Welcome to the GodotEngine GDExtension twovoip that applies the xiph/opus compression library (and optionally the xiph/rnnoise de-noiser and OVRLipSync viseme detector) to an audio stream of speech from the microphone. The starting point for this project was one-voip-godot-4.
Thanks to @ajlennon and @DmitriySalnikov for indefatiguable work on the github actions that are successfully building this plugin across all six GodotEngine supported platforms.
An HTML5 demo is hosted at https://goatchurch.itch.io/twovoip-mqtt
The purpose of this demo is to test all the features
so you can hear what the opus compression and noise cancelling settings do to the
sound of a voice.
- Clone/Download this repository and open the project in the
example/
directory in Godot 4.3. - Go to assetlib, search for twovoip, and install it. (Now on version 3.1)
- Run the app.
- If the microphone is working, then you should see a waveform in the app like this:
If there is no response on MacOS, it could be this issue
Go to Project Settings (with Advanced Settings selected) -> Audio -> Driver -> Mix rate and set to 48000
The top section of the user interface has the PTT (Press to Talk) button and Vox button (Voice Activity Detection) where the activation threshold is given in the slider below it (on top of the waveform). Click on [De-noise] to hear how recordings sound with and without this feature.
Use the [Play] button in the Recording Playback section to hear up to 10 seconds of the last recording you made by holding down the PTT (either manually or automatically by the Vox). The Bytes per second for the audio compression is shown here.

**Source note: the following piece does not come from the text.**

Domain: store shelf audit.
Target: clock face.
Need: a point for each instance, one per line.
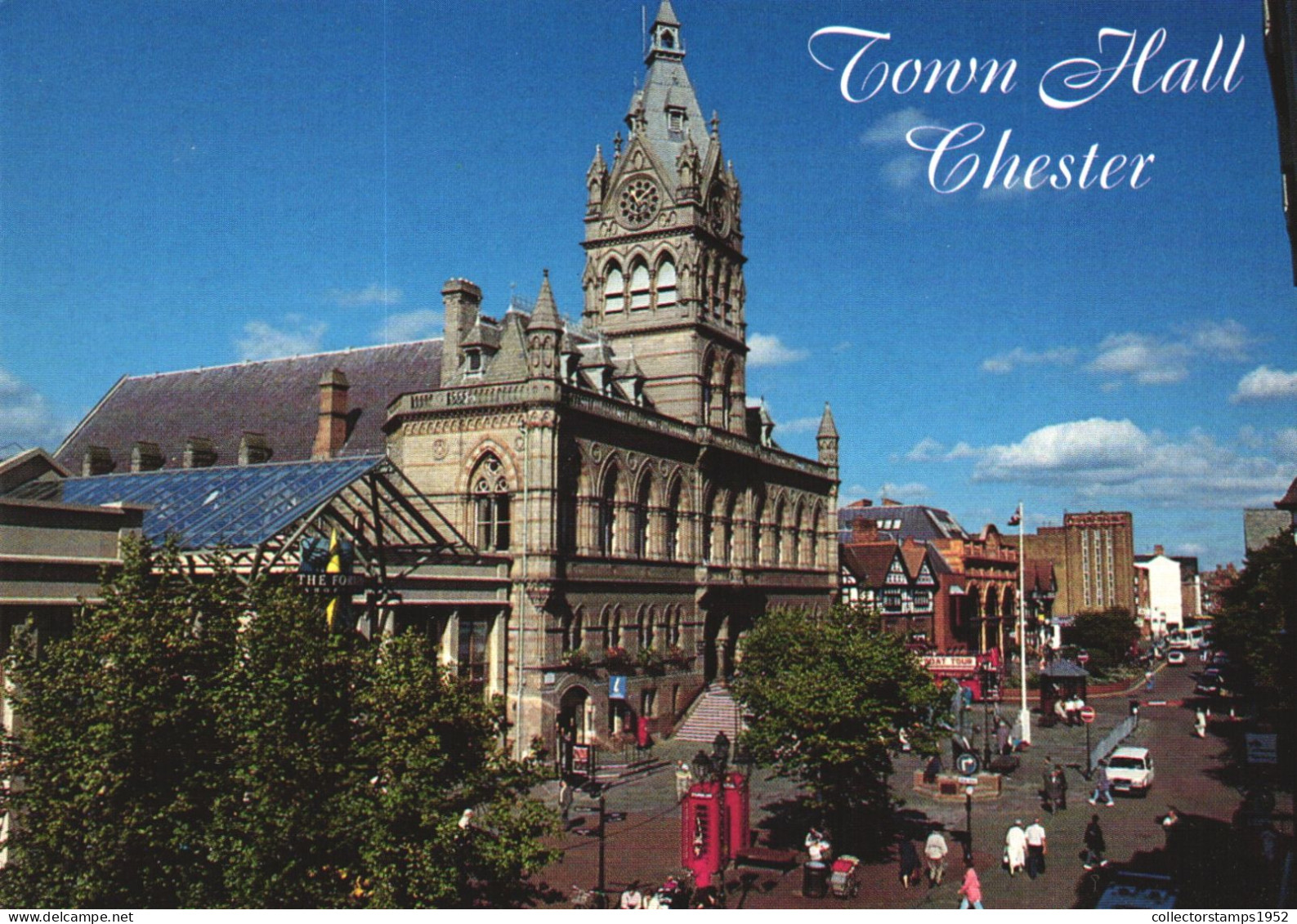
(638, 201)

The LibOpus compression and resampling section has options for altering the frame size and compression rate on the recorded sample before you play it back so you can experiment with how it sounds with different settings. Since the internal Godot audio sample rate of 44.1kHz doesn't match the 48kHz that the Opus and RNNoise libraries are designed for, a function copied from the Speex codebase resamples it to the higher sample rate. If you are curious about what how much difference this 8% change in the sample rate makes, you can experiment with the "44.1kHz as 48kH" option.

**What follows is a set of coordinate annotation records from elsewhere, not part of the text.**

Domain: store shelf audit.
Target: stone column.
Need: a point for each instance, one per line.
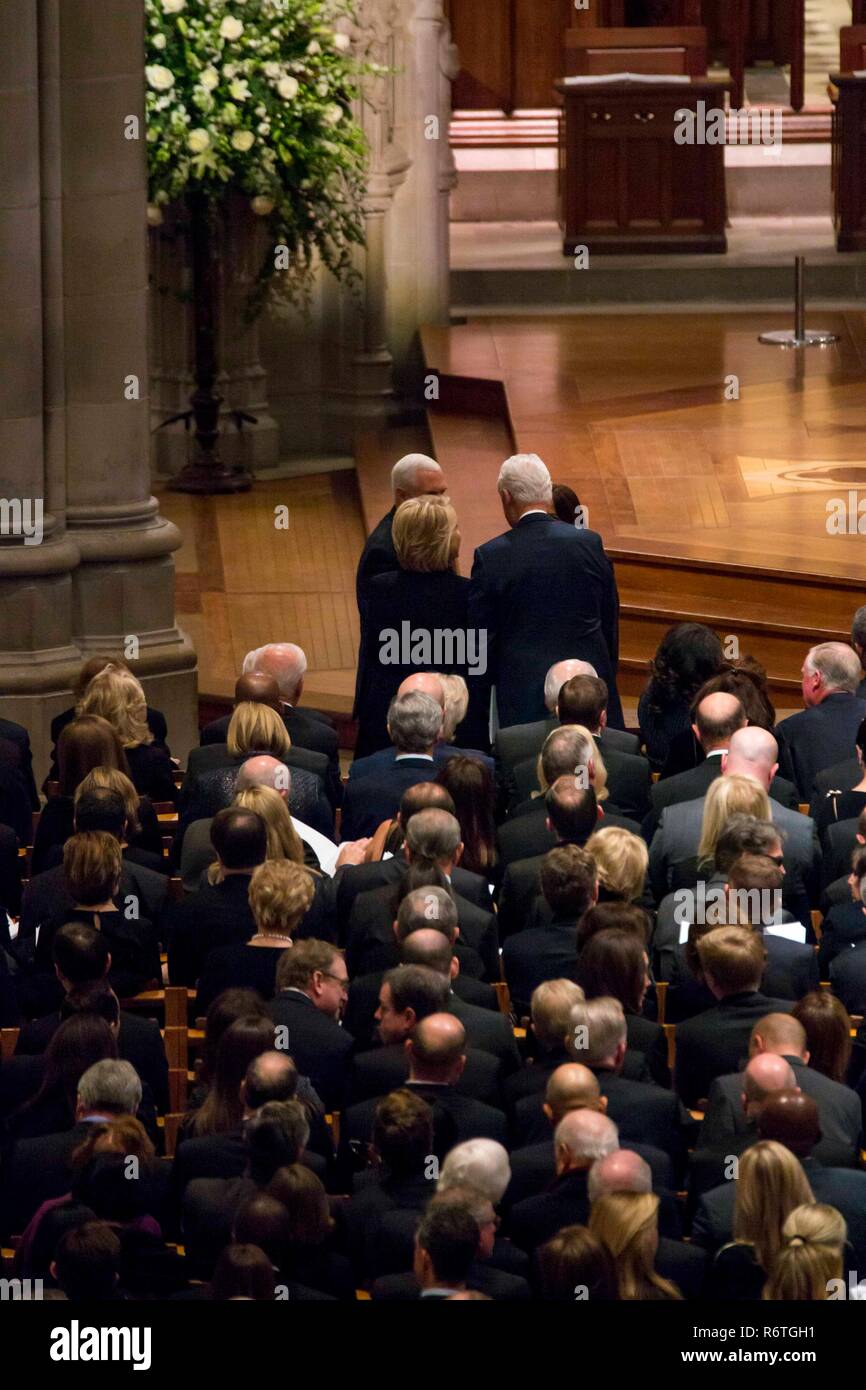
(124, 587)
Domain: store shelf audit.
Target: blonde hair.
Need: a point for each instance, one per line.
(627, 1223)
(456, 704)
(116, 695)
(622, 861)
(426, 535)
(111, 779)
(812, 1254)
(729, 797)
(769, 1187)
(280, 895)
(257, 729)
(284, 841)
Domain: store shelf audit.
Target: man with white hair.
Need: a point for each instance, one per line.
(578, 1140)
(541, 591)
(824, 731)
(414, 476)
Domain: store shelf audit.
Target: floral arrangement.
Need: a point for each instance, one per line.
(255, 96)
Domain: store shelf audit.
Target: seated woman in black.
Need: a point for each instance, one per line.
(280, 895)
(85, 744)
(92, 869)
(118, 697)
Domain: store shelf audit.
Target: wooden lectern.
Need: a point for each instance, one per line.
(626, 184)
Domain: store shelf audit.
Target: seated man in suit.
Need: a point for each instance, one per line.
(36, 1169)
(513, 745)
(569, 884)
(713, 1044)
(433, 843)
(673, 852)
(730, 745)
(824, 731)
(584, 701)
(414, 723)
(218, 913)
(783, 1036)
(581, 1137)
(407, 995)
(437, 1057)
(82, 959)
(312, 986)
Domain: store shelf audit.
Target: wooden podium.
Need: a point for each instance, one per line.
(626, 185)
(850, 161)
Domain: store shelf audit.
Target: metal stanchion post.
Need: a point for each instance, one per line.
(801, 337)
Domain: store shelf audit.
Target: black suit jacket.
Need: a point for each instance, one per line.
(816, 738)
(369, 801)
(544, 591)
(713, 1044)
(321, 1048)
(139, 1041)
(371, 944)
(837, 1105)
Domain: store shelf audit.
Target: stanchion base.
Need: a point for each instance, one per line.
(787, 338)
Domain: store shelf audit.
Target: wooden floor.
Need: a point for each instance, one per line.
(713, 509)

Finally, there is an MQTT transmission section for you to publish audio packets over the network via a a broker on a topic. Click the [Connect] button to go online while a friend does the same on another computer and you should be able to talk to one another over the internet (don't forget to use the PTT button). Several presets are given for convenience, and it will automatically use websockets if you are operating from HTML5.

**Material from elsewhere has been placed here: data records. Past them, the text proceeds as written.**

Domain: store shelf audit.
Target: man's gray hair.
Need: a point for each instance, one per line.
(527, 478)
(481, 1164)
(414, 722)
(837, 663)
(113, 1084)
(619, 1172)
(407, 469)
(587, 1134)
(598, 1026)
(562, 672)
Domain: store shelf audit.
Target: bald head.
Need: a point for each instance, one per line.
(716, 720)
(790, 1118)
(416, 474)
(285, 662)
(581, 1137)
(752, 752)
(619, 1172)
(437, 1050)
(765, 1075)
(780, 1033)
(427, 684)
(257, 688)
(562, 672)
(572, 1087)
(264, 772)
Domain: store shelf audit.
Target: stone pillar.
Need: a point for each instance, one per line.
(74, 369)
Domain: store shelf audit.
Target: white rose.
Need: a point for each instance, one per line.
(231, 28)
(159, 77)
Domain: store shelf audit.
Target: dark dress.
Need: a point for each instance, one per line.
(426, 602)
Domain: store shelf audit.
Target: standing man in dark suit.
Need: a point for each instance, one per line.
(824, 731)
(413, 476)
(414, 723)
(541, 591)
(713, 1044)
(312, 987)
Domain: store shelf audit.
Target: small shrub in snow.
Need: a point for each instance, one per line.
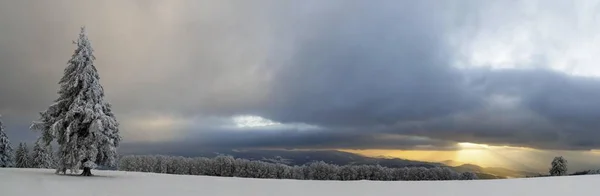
(22, 156)
(559, 167)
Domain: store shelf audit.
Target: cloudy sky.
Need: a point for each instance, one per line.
(516, 77)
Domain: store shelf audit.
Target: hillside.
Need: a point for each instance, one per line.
(20, 182)
(492, 172)
(300, 157)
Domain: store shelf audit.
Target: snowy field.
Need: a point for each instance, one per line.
(38, 182)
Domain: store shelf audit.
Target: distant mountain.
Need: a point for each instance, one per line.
(300, 157)
(452, 163)
(494, 171)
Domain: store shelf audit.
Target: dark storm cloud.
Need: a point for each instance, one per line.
(367, 73)
(228, 139)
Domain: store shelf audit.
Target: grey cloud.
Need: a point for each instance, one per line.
(361, 70)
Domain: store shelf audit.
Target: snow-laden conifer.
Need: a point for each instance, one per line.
(22, 156)
(42, 156)
(6, 151)
(80, 120)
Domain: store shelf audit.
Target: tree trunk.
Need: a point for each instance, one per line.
(87, 171)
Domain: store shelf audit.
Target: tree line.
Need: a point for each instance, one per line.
(227, 166)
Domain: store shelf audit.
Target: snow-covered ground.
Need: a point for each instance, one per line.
(39, 182)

MQTT is a lightweight protocol
implemented in another GodotEngine GDExtension https://godotengine.org/asset-library/asset/1993
and described here.
Its publish and subscribe, and retained and last will messages system provides a simple basis for
each player track who is joining or leaving the network. There is a line of text beginning with mosquitto_sub
command that you can copy into your .
If you are familiar with the Godot Audio system, the following minimal use case of this plugin should make sense:
As outlined in the docs,
create an AudioStreamPlayer
with stream=AudioStreamMicrophone
, set it to Autoplay, and
ensure your ProjectSettings have audio/driver/enable_input
set to true.
Set its bus to a new bus called "MicrophoneBus" which should be Muted to
stop it creating a feedback loop to the output. Add an effect
OpusChunked
to the MicrophoneBus. This will only be an option if the twovoip
addon is installed.
Assuming that AudioEffectOpusChunked
is the first one on the bus, you can get a reference to it with
var microphoneidx = AudioServer.get_bus_index("MicrophoneBus")
var opuschunked : AudioEffectOpusChunked = AudioServer.get_bus_effect(microphoneidx, 0)
Now you can consume and transmit the byte chunks with the following code:
func _process(delta):
var prepend = PackedByteArray()
while opuschunked.chunk_available():
var opusdata : PackedByteArray = opuschunked.opus_chunk(prepend)
opuschunked.drop_chunk()
transmit(opusdata)
At the other end you can decode the opus packets into an AudioStreamPlayer
whose
stream is set to an AudioStreamOpusChunked
.
var audiostreamopuschunked : AudioStreamOpusChunked = $AudioStreamPlayer.stream
var opuspacketsbuffer = [ ] # append incoming packets to this list
var prefixbyteslength = 0
func _process(delta):
while audiostreamopuschunked.chunk_space_available():
var fec = 0
audiostreamopuschunked.push_opus_packet(opuspacketsbuffer.pop_front(), prefixbyteslength, fec)
Opus packets don't have any context, so if you want to number them so they can be shuffled
if they get out of order in the particular network data channel you are using, you can use the prepend
array to splice an index value into a header.
Then prefixbyteslength
needs to be the same length as this header so it can be split off
on its way to the decoder.
The forward error correction flag, fec
, can be set to 1 if the previous packet is missing.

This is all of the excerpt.